W3C home > Mailing lists > Public > public-ontolex@w3.org > August 2020

Re: [open-linguistics] Re: ISO 639 URIs

From: Christian Chiarcos <christian.chiarcos@web.de>
Date: Fri, 07 Aug 2020 16:27:29 +0200
To: "'Felix Sasaki'" <felix@sasakiatcf.com>, "Ronan Power" <Ronan@translation.ie>
Cc: "santhosh.thottingal@gmail.com" <santhosh.thottingal@gmail.com>, open-linguistics <open-linguistics@googlegroups.com>, "Linked Data for Language Technology Community Group" <public-ld4lt@w3.org>, "public-ontolex@w3.org" <public-ontolex@w3.org>
Message-ID: <op.0ozg332hbr5td5@kitaba>
Am .08.2020, 15:30 Uhr, schrieb Ronan Power <Ronan@translation.ie>:

>
> Hi, I wrote on this before to the group:
>
> I think it’s important to realise that ISO639-3 does indeed have its  
> problems, not least of which is the “apparent” descriptor<>tag >mismatch  
> as do the alternatives and variants, and it is confusing.

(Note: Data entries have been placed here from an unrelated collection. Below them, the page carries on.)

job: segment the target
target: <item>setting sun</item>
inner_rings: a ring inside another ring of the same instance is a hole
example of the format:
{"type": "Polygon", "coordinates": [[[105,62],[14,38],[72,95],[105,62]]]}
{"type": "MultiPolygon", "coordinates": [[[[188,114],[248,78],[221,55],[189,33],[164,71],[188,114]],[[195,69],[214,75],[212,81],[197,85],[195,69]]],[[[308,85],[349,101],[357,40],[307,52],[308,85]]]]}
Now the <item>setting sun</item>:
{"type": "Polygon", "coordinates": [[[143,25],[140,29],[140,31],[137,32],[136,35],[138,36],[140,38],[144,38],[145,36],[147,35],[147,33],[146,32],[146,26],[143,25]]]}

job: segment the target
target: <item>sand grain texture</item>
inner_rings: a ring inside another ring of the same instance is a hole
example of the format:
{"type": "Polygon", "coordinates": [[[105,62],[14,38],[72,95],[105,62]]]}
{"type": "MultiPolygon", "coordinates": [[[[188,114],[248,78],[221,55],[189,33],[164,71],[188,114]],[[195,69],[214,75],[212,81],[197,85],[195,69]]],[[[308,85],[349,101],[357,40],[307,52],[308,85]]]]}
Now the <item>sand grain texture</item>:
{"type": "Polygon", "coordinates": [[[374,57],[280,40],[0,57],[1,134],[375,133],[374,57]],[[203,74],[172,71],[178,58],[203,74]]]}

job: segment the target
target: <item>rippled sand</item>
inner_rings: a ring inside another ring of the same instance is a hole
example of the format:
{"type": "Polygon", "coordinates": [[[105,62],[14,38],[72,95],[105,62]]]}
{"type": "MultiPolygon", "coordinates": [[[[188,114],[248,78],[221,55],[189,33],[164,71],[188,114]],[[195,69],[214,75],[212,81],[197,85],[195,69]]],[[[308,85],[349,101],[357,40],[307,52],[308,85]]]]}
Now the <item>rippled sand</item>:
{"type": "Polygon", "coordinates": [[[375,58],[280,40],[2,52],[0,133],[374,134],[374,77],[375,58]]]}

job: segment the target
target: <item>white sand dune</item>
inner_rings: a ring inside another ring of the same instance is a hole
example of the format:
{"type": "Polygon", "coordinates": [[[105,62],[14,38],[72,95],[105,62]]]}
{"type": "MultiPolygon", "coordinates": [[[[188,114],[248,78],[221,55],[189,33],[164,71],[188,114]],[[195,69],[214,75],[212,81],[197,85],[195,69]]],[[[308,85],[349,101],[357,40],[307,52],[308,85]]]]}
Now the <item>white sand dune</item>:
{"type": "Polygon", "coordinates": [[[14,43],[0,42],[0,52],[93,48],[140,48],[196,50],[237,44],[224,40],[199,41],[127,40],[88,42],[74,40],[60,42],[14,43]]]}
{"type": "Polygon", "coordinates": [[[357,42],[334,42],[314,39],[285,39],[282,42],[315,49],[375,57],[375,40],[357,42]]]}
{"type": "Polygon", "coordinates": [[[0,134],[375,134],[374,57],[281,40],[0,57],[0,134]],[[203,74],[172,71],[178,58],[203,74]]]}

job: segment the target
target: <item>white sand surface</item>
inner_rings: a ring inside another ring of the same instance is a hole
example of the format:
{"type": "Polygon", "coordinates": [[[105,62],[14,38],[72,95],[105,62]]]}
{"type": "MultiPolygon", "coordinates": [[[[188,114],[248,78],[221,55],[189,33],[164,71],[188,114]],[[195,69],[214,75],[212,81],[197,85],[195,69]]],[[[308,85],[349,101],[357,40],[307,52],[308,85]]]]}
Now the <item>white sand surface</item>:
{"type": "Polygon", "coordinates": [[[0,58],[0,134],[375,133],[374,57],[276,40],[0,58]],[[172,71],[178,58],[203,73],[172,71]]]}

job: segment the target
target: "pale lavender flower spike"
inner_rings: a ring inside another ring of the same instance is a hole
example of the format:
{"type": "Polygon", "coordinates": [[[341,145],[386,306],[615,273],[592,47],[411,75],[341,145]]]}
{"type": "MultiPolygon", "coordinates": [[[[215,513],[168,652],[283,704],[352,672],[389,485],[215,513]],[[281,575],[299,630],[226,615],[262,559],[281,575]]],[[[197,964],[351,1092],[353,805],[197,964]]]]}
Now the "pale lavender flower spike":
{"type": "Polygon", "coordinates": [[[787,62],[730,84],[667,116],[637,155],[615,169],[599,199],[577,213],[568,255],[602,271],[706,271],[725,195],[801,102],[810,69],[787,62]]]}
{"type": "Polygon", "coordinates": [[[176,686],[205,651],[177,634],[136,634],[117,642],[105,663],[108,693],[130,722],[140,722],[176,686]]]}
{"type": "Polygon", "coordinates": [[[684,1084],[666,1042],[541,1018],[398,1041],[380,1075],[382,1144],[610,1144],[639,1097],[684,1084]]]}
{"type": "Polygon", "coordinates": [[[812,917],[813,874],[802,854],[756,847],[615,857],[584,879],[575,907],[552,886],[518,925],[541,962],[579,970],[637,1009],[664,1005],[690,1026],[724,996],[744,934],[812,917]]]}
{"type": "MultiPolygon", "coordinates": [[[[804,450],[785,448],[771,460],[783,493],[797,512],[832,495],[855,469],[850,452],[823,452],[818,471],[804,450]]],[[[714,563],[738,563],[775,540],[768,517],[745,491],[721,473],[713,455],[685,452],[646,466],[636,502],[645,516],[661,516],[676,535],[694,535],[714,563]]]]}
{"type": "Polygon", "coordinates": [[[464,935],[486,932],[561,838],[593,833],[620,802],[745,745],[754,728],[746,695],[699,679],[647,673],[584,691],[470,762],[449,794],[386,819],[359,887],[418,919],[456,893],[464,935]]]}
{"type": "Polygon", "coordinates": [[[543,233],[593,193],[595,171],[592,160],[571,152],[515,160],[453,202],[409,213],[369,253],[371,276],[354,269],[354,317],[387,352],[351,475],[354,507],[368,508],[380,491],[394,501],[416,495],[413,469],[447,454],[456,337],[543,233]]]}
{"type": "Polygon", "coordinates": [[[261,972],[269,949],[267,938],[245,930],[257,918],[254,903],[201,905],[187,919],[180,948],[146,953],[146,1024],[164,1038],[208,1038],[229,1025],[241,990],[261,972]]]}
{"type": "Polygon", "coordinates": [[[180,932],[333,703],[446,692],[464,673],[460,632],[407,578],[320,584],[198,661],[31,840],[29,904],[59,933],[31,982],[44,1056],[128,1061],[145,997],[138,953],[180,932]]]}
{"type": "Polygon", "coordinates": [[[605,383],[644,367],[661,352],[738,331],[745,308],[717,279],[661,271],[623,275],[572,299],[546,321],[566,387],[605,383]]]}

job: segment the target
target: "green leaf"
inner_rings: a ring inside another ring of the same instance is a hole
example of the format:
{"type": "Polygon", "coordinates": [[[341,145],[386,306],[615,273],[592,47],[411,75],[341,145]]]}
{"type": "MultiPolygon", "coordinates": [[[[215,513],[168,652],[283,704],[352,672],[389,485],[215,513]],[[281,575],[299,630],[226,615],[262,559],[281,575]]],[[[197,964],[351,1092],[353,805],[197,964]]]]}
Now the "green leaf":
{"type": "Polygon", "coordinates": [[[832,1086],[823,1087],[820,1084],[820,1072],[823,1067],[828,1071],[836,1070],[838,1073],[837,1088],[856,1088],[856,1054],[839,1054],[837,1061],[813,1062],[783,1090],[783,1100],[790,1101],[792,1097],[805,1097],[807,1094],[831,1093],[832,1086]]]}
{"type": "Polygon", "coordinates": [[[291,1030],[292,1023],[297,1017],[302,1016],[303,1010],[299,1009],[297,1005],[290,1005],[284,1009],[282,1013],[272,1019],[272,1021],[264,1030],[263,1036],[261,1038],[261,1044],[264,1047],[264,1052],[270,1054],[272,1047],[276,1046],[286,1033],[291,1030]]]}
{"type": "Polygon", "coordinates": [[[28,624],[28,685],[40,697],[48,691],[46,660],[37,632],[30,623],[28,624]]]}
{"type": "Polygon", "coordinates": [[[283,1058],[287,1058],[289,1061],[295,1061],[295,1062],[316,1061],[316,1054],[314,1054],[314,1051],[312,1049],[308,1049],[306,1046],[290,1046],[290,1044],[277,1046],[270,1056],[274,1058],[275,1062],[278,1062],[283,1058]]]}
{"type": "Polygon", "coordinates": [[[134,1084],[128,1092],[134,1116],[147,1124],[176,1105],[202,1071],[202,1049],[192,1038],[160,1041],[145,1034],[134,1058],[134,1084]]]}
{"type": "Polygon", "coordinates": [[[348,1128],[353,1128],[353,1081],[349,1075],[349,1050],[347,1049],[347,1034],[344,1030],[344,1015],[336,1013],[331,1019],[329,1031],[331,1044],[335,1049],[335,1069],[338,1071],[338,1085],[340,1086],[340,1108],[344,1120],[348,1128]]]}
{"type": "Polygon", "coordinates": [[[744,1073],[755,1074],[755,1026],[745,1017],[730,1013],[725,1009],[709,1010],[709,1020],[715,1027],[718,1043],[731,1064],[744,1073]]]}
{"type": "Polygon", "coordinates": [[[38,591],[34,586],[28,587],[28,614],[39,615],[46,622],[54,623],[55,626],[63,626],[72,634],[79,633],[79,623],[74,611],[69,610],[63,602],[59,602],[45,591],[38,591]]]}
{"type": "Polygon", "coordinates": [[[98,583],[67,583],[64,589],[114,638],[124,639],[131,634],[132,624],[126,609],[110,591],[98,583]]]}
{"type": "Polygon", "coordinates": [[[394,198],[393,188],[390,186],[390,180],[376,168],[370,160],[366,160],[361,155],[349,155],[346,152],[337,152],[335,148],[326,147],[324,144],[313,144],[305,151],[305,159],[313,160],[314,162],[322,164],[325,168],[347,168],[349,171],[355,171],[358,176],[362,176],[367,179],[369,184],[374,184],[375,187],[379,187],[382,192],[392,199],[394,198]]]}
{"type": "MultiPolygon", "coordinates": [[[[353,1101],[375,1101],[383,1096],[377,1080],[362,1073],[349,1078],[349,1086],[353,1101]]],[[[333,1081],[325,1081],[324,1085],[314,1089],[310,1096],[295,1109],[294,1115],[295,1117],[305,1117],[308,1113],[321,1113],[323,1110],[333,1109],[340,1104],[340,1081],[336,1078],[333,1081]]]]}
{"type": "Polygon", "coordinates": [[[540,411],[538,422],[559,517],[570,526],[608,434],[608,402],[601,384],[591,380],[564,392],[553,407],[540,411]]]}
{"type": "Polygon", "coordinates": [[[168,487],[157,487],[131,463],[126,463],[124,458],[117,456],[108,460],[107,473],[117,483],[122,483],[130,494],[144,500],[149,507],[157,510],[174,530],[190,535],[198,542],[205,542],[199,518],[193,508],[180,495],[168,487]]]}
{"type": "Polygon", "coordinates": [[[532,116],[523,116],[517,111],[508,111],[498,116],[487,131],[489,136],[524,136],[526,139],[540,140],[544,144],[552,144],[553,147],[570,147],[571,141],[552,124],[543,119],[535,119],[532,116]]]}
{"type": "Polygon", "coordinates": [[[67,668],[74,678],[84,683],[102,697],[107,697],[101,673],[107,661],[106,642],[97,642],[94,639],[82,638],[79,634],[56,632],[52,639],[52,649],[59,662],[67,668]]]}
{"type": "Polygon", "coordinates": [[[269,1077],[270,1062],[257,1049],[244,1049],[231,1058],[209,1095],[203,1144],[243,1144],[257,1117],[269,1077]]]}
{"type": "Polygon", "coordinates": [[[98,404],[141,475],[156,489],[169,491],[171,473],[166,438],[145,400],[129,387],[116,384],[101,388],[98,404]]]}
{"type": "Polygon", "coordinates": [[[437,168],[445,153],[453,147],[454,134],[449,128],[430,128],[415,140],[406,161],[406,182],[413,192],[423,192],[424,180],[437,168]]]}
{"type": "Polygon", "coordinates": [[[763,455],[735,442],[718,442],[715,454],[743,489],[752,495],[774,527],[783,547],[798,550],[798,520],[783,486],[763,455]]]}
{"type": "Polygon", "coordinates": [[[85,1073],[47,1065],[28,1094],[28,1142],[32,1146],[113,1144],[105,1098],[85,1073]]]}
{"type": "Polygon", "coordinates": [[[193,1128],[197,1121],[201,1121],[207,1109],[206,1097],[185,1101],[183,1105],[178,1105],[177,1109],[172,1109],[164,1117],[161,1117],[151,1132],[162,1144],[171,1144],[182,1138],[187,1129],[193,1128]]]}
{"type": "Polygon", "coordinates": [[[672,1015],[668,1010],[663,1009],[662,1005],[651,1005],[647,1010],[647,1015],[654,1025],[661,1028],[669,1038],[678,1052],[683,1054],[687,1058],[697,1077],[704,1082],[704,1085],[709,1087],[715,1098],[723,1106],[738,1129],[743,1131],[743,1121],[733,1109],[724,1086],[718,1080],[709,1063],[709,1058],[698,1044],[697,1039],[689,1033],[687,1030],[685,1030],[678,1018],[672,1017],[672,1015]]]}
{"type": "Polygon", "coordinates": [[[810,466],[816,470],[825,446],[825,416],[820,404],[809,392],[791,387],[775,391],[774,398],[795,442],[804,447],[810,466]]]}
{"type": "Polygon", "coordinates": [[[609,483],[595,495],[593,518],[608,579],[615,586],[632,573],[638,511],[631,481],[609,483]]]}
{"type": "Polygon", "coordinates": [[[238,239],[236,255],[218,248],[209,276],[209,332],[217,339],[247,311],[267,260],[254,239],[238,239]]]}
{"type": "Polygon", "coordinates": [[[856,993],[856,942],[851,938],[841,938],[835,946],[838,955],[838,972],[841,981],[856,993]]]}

Yes, I think most linguists who work on non-major languages have  
encountered such problems (if they tried to make the language explicit,  
that is). Yet, for the moment, ISO 639 is extremely important in that it  
is an inventory that is agreed upon. Despite its flaws, reaching agreement  
on another system would be a massive undertaking, if possible at all.

>
> This really boils down to the creation and agreement of a source index  
> of identifiers for languages, dialects, written languages and >scripts,  
> of which to my knowledge no such system has yet been completed  
> thoroughly.

The closest thing to that is Glottolog, and it does a good job on minority  
languages, but not so much on historical languages.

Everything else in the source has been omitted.